Last night, we experienced two network interruptions at approximately 20:00 EST and 21:20 EST. The first outage was brief enough that not one customer reported it. The second outage lasted about 15 minutes before it was resolved, and was reported by several customers.
The Short Explanation
We're building a new set of gateways to be deployed this weekend. We took every precaution we knew to take to keep these new machines separated from live traffic, but, ironically, it was actually an undocumented behavior in one of our redundancy technologies that caused the test bed to intrude on the live network.
This particular behavior won't affect us again since we now know it exists. We're also submitting documentation patches so that, hopefully, it will be better documented for others in the future. Ordinarily, if we'd had any inkling that this separate system could have affected production, we would have performed the work during the maintenance window. There was simply no way we could have known that this failover would happen. In the short term, we're reexamining the kind of work that goes on outside a maintenance window, with particular focus on our redundancy systems, to ensure we're not putting the environment at undue risk.
The Long Explanation
We are building out a new set of upgraded gateways to be deployed this weekend. The technology we use to provide IP failover between our gateways is CARP, an open source alternative to VRRP. There are two components to configuring CARP interfaces: the VHID and the CARP password.
The VHID is advertised by CARP to identify interfaces as belonging to the same redundancy group. The CARP password is there to ensure that only authorized interfaces are able to participate in that redundancy group. Advertisements made on a particular VHID will be ignored by the CARP interface if the advertisement doesn't use the same password.
With this in mind, we configured our new gateways with the same VHID but different IPs and different passwords to test our buildout but avoid affecting the production environment. What isn't documented in the OpenBSD man pages*, OpenBSD FAQ, or FreeBSD man pages is that the VHID is used to calculate the CARP interface's virtual MAC address. The result being that traffic intended for our gateways was switched to the new boxes.
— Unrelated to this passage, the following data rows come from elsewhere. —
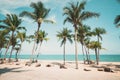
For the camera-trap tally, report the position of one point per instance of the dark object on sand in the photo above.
(62, 66)
(48, 65)
(107, 69)
(38, 65)
(87, 69)
(100, 69)
(28, 63)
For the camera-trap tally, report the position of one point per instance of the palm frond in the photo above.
(86, 15)
(31, 15)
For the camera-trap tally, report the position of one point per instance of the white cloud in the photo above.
(53, 18)
(26, 19)
(4, 12)
(8, 4)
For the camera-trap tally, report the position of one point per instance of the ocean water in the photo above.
(103, 58)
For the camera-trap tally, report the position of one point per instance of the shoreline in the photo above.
(18, 71)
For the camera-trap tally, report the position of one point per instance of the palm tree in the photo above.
(17, 51)
(98, 32)
(64, 35)
(42, 35)
(82, 34)
(75, 14)
(117, 21)
(22, 37)
(13, 44)
(11, 24)
(3, 40)
(39, 15)
(95, 45)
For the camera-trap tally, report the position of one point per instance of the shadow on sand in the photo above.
(5, 70)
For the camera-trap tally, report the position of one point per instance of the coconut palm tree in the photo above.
(64, 35)
(82, 34)
(22, 37)
(3, 40)
(42, 35)
(11, 24)
(17, 48)
(95, 45)
(75, 14)
(117, 21)
(98, 32)
(39, 14)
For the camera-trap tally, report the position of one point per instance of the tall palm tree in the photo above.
(3, 40)
(95, 45)
(82, 34)
(117, 21)
(39, 14)
(22, 37)
(75, 14)
(42, 35)
(17, 48)
(98, 32)
(11, 24)
(64, 35)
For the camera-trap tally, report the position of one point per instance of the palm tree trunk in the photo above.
(32, 51)
(39, 24)
(39, 50)
(98, 52)
(11, 54)
(64, 54)
(8, 45)
(76, 53)
(16, 56)
(83, 54)
(96, 55)
(86, 54)
(0, 52)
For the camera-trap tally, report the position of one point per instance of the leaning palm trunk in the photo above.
(1, 53)
(83, 54)
(8, 45)
(39, 50)
(64, 54)
(86, 54)
(98, 53)
(11, 54)
(76, 54)
(96, 56)
(31, 57)
(16, 56)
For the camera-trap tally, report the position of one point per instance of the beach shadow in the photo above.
(5, 70)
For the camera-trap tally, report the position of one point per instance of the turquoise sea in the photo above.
(103, 57)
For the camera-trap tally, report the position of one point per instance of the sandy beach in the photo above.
(18, 71)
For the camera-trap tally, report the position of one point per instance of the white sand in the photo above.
(22, 72)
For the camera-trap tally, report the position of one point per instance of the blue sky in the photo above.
(108, 9)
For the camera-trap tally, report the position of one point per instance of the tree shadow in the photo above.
(5, 70)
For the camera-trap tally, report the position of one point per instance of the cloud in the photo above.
(53, 18)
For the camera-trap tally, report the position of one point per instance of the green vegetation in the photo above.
(13, 35)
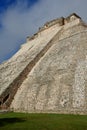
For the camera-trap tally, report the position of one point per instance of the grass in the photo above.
(21, 121)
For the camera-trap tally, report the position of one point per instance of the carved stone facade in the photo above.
(49, 72)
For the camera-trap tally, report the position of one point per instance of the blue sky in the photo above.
(22, 18)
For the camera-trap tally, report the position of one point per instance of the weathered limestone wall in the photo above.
(48, 73)
(57, 83)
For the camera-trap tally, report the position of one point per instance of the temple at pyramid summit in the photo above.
(49, 72)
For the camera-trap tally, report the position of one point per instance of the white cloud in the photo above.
(19, 20)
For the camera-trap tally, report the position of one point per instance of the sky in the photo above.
(22, 18)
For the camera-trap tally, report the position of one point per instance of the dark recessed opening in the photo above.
(6, 98)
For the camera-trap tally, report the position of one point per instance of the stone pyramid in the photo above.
(49, 72)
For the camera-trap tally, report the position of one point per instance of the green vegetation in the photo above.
(21, 121)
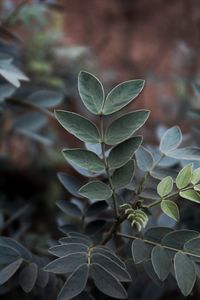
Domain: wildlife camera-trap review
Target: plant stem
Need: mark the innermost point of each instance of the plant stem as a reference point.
(114, 198)
(132, 237)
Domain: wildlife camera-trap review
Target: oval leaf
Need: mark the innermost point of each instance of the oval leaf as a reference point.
(122, 95)
(96, 190)
(91, 92)
(124, 127)
(85, 159)
(122, 153)
(79, 126)
(170, 209)
(184, 272)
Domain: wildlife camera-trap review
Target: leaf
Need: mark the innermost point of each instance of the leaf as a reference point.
(24, 253)
(91, 92)
(161, 262)
(12, 73)
(122, 153)
(188, 153)
(28, 277)
(171, 139)
(123, 176)
(6, 90)
(125, 126)
(96, 208)
(177, 239)
(46, 98)
(33, 121)
(165, 187)
(75, 283)
(144, 159)
(65, 249)
(190, 195)
(170, 209)
(96, 190)
(66, 264)
(108, 253)
(79, 126)
(85, 159)
(195, 176)
(71, 184)
(184, 272)
(8, 254)
(122, 95)
(184, 177)
(106, 282)
(7, 272)
(155, 234)
(69, 208)
(109, 265)
(140, 251)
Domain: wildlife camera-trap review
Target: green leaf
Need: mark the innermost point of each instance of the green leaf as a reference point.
(65, 249)
(109, 285)
(69, 208)
(197, 187)
(123, 176)
(124, 127)
(188, 153)
(170, 209)
(190, 195)
(161, 262)
(156, 234)
(195, 176)
(91, 92)
(122, 153)
(184, 177)
(7, 272)
(75, 283)
(184, 272)
(171, 139)
(85, 159)
(79, 126)
(122, 95)
(140, 252)
(144, 159)
(116, 270)
(96, 190)
(177, 239)
(165, 186)
(66, 264)
(46, 98)
(71, 184)
(8, 254)
(28, 277)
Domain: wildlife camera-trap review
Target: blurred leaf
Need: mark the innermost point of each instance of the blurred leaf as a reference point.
(165, 186)
(110, 285)
(122, 153)
(75, 283)
(96, 190)
(170, 209)
(124, 127)
(122, 95)
(144, 159)
(171, 139)
(79, 126)
(184, 177)
(85, 159)
(184, 272)
(91, 92)
(123, 176)
(161, 262)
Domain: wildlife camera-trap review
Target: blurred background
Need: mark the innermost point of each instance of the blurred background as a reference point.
(117, 40)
We didn't catch this the first time because we were distracted by a red herring: our switches showed a spanning tree topology change at the same time as the first outage. Though we carefully went through all commands that had been run on the switches within the previous hour and couldn't find anything dangerous, we assumed we were missing some subtle effect and stopped working on them until we could do further research (which later revealed that the topology change was innocuous).
Outages suck. The point of these postmortems is to both apologize (profusely) and to explain what happened so you know we take these issues very seriously. This particular behavior should not affect us again since we now know it exists, and hopefully we can help make FreeBSD better from our discovery of this undocumented behavior.
* This is vaguely alluded to in the IP Balancing section of OpenBSD's carp(4) manpage but, as we don't use that feature, we've not studied that portion closely.